The results of negative binomial regression estimating view count indicate great benefits of being invited by other youtubers. A tie to a new host, i.e. an increase in indegree, heightens the yearly viewer yield of a youtuber by around 20%. Inviting new guests, i.e. an increase in outdegree, also increases the yearly viewer yield of a youtuber, however only by around 7%.
Added Value

This study contributes to the study of online producers in two way. First we show a method how to code and preprocess youtube data. Second, we explore specific effects taking place in a cultural producer community pointing out very different effects of in- and outdegree. Both give insight into the dynamics behind emergence of communities online.



Where is Everybody?
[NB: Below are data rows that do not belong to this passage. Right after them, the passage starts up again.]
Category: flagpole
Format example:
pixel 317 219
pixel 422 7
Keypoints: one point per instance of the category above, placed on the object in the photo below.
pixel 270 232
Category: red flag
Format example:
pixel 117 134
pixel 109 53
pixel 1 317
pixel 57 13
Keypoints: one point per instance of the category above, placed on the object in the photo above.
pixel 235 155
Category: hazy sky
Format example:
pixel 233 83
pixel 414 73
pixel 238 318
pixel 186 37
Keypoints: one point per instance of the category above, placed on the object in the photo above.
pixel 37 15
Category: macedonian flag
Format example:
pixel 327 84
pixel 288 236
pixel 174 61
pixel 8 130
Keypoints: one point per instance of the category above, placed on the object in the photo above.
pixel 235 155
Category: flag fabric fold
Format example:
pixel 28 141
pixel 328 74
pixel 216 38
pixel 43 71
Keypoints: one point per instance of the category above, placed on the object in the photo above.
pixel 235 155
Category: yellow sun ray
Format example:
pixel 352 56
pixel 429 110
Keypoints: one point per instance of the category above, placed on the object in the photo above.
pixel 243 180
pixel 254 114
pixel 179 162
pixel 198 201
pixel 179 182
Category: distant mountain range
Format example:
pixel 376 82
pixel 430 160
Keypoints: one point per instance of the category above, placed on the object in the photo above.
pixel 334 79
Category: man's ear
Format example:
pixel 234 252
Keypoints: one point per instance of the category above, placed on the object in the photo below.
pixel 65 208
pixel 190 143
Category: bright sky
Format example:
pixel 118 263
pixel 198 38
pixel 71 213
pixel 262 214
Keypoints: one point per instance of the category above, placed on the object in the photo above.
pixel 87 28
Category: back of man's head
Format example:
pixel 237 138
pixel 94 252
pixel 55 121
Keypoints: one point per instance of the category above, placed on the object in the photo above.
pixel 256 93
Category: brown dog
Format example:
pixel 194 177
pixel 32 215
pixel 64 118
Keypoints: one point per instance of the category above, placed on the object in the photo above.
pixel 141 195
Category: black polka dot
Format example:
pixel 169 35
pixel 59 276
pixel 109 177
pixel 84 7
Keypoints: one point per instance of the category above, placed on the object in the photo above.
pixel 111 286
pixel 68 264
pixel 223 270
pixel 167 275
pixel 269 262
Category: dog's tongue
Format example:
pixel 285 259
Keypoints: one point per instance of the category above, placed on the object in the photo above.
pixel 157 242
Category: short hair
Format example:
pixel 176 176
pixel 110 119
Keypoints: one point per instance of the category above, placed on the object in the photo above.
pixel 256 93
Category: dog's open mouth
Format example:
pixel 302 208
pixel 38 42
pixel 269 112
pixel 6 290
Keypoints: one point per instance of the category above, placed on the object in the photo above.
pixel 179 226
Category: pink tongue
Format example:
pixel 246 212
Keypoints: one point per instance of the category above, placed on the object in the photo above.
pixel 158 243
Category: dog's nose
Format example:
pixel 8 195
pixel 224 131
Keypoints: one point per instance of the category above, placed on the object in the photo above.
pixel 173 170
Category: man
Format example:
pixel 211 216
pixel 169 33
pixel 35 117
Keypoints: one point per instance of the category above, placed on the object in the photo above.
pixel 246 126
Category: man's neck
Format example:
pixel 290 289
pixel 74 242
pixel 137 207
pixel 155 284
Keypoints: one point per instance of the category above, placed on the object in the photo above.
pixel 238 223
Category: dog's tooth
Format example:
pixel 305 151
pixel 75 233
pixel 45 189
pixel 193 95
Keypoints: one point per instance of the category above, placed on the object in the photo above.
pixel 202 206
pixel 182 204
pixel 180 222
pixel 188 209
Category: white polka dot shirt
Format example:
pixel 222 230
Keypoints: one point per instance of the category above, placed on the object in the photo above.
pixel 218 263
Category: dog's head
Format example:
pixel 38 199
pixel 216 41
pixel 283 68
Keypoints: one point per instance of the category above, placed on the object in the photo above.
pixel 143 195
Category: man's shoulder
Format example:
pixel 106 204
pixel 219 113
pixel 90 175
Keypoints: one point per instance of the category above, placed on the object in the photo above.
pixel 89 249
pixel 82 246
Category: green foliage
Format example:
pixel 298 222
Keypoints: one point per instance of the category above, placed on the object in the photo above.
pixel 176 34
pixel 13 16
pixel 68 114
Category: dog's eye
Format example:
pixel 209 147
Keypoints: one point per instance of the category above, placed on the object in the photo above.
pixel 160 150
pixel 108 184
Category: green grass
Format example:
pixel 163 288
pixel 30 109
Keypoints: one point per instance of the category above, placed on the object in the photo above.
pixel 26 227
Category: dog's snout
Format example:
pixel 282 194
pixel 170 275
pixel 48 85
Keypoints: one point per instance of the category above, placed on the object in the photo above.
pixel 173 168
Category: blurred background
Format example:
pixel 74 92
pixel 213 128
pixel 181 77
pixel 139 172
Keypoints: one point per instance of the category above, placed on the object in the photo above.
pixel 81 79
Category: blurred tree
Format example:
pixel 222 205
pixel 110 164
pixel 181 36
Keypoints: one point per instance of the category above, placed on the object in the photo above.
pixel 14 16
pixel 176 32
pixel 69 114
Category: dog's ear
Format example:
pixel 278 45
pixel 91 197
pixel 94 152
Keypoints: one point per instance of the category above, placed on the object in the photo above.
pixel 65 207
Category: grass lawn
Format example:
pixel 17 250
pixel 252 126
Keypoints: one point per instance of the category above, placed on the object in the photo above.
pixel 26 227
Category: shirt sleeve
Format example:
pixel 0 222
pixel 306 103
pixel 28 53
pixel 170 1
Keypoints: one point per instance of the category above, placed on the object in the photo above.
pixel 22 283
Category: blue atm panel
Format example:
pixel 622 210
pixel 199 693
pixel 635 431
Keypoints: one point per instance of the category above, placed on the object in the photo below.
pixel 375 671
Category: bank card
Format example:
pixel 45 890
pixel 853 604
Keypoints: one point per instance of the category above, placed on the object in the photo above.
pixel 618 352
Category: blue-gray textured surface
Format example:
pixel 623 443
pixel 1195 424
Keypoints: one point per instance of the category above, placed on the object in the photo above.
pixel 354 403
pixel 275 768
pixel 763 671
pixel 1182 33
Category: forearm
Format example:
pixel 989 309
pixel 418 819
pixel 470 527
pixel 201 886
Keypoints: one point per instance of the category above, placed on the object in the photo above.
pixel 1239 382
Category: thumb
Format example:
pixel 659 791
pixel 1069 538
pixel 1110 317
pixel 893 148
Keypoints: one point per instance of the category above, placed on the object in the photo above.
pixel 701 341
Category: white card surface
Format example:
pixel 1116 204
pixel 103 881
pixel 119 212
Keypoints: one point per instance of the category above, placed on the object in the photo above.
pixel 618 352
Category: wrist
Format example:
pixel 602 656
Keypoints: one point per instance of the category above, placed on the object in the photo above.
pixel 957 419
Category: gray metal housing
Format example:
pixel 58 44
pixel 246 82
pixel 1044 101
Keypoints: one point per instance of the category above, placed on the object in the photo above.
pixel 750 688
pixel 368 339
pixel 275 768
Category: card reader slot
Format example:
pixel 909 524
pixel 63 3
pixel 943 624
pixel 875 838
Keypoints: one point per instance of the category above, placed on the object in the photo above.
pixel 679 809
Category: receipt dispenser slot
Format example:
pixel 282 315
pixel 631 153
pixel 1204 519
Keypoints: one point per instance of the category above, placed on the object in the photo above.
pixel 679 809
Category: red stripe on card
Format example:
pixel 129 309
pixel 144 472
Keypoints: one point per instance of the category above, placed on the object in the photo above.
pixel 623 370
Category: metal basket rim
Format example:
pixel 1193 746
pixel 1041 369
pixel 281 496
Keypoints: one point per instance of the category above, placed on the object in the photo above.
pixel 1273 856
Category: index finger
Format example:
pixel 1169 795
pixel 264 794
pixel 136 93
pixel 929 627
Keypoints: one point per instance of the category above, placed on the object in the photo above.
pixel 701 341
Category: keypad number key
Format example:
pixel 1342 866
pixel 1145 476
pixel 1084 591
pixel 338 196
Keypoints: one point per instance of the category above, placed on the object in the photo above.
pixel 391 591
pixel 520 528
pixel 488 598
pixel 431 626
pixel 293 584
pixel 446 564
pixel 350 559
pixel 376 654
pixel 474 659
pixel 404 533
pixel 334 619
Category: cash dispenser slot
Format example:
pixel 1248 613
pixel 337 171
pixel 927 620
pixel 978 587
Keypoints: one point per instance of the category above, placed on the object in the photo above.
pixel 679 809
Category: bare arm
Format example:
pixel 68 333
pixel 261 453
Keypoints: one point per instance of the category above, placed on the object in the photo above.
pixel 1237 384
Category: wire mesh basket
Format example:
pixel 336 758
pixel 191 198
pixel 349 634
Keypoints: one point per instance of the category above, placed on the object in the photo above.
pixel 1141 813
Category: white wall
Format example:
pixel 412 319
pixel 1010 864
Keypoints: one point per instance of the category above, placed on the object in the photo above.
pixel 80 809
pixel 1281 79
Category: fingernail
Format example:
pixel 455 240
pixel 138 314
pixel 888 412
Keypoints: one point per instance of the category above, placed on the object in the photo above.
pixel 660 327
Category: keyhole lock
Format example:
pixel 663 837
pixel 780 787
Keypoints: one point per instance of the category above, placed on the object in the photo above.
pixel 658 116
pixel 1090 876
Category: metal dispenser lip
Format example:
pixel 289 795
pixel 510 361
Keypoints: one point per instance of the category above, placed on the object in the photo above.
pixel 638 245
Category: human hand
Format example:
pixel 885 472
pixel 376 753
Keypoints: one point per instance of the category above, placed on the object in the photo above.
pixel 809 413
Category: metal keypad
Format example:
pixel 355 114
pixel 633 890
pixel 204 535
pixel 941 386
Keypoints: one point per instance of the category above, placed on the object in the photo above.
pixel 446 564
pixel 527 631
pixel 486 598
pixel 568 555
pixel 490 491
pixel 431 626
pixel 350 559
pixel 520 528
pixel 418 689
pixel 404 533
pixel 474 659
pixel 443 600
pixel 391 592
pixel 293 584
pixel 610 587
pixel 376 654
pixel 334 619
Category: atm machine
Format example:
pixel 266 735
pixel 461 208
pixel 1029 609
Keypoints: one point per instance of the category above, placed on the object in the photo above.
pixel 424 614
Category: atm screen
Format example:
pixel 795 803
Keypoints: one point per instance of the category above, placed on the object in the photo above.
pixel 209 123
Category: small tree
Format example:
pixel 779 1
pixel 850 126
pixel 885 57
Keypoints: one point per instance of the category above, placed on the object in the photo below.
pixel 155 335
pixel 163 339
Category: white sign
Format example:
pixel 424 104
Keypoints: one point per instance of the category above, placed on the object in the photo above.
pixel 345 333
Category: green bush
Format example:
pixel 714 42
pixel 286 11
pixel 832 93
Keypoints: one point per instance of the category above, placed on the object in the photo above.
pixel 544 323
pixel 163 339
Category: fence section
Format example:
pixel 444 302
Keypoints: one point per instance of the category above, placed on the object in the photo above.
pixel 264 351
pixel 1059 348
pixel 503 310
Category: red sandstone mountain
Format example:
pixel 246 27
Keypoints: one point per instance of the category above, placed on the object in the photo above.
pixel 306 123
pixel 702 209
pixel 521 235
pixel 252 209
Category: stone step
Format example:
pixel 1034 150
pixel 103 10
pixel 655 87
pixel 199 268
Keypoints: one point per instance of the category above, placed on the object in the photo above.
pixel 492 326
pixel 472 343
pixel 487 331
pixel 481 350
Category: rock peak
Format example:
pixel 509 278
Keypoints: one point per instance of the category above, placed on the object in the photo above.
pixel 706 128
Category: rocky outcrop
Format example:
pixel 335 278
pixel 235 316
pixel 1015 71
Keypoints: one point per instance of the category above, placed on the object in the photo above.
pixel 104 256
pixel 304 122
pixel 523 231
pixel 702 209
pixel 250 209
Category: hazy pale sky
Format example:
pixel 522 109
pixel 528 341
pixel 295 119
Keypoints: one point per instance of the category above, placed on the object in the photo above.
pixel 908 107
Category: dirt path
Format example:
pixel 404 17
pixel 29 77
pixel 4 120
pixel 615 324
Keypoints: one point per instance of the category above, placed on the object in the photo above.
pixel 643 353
Measuring Semantic Source Position and Creating Online Discourse Typologies from Co-Occurrence Networks

Dan Sultanescu, Pavel Dimitrov Chachev, Dana C. Sultanescu

Social Monitor, Romania

Relevance & Research Question

Tremendous advances have been made in measuring the meaning of text data allowing us to quantify entire discourses within unified data structures such as a vector spaces or networks. What is often lost in the application of such methods is the perspectives that different types sources or actors may contribute to a discourse and how such perspectives may come to shape it. We demonstrate a method for evaluating the different positions text sources can have in co-occurrence networks, what we call the sources semantic position. We then create a typology of the networks that emerge based on the semantic position of the actors.

Methods & Data

We use online data from a sample of leading US sources collected with the NewsVibe platform, which allows access to web news articles and facebook posts based on search queries. We sample articles around the 2024 US election. The co-occurrence network for each source is computed first, and then all keyword networks are added to a global co-occurrence network. This allows us to determine the position of each source within the discourse according to the keyword. Finally we evaluate the different types of networks that emerge from such an analysis.

Results

We show that depending on the search query, networks as well as source contribution can be highly contextual. Discourses around “economics”, but also discourses around candidates like Trump and Kamala are highly polarized. The sources in each of these cases split into almost separate parts of the network displaying what one could call semantic polarization. However networks around topics such as NATO are governed by strong influence by a few actors and very little participation by other sources.

Added Value
We further the study of semantic networks by demonstrating how to measure the individual sources' position to a discourse. By keeping the computations rather simple, non-expert third parties can also evaluate discourses by themselves, improving transparency and access to complex interpretation of data around meaningful online issues and actors.